Bosses’ organizations like the Chamber of Commerce, Center for Union Facts and Freedom’s Watch have poured millions of dollars into a campaign to sway their bought-and-paid-for politicians to do right by them and defeat the unions. The main mouthpiece of big capital, The Wall Street Journal, has been particularly vocal in opposition to the Act. And Starbucks and Whole Foods – both experienced union-busting operations – have put forward a “compromise” that would continue the current system (with slightly higher penalties when companies such as themselves are caught violating the law), but allow the bosses to go after union treasuries if workers “abuse” the bosses.

For its part, the mainstream labor movement is also pouring millions of dollars and members’ time into campaigning for passage of the Act.
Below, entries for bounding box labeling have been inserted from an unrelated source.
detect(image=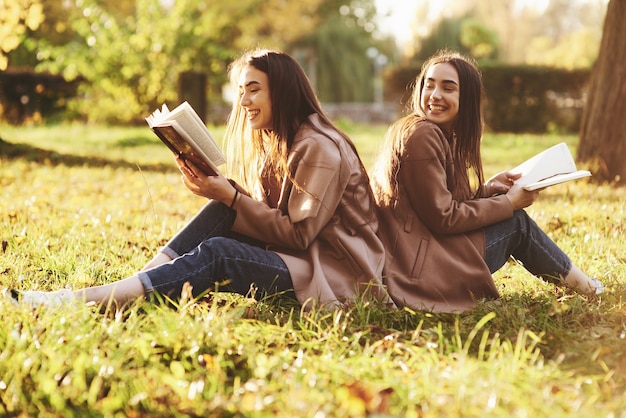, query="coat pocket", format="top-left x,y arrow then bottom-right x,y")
335,238 -> 365,277
411,238 -> 426,280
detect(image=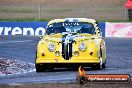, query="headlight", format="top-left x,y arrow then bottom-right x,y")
55,51 -> 60,57
48,43 -> 55,52
79,43 -> 86,51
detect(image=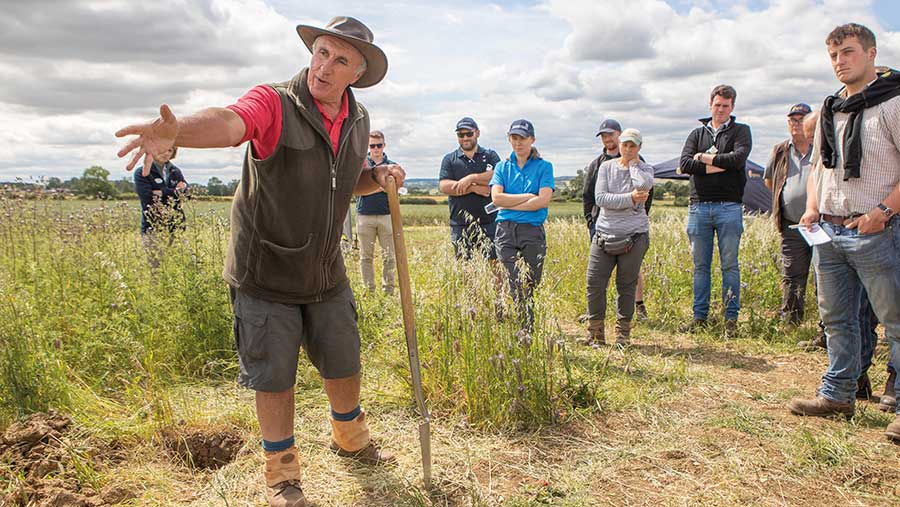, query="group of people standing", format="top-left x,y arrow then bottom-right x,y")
116,16 -> 900,507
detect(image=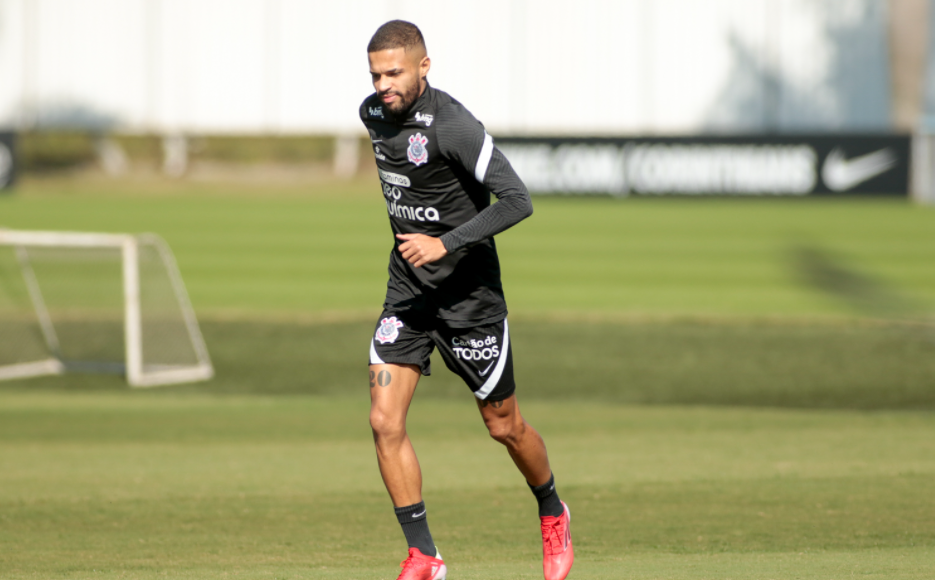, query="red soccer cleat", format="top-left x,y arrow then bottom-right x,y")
396,548 -> 448,580
539,502 -> 575,580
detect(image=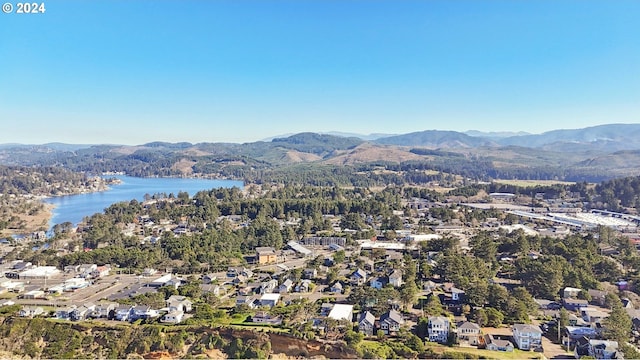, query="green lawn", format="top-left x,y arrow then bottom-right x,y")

They are hoping that their efforts to help elect Barack Obama president of the U.S. and Democratic senators and representatives will finally pay off.

The main element of the Act that has bosses fuming and labor bureaucrats swooning is the provision for NLRB certification as exclusive collective bargaining agent of any union that can convince 50 plus 1 percent of a defined bargaining unit to sign cards authorizing the union to bargain with management over wages and working conditions, so-called card check recognition. Card check is already possible within the current law, if the union can convince the boss to recognize it as the collective bargaining agency of his/her workforce. Bosses very rarely agree to card check, preferring an NLRB supervised election, which gives them time to mount an anti-union campaign of harassment and intimidation to convince workers to vote no union.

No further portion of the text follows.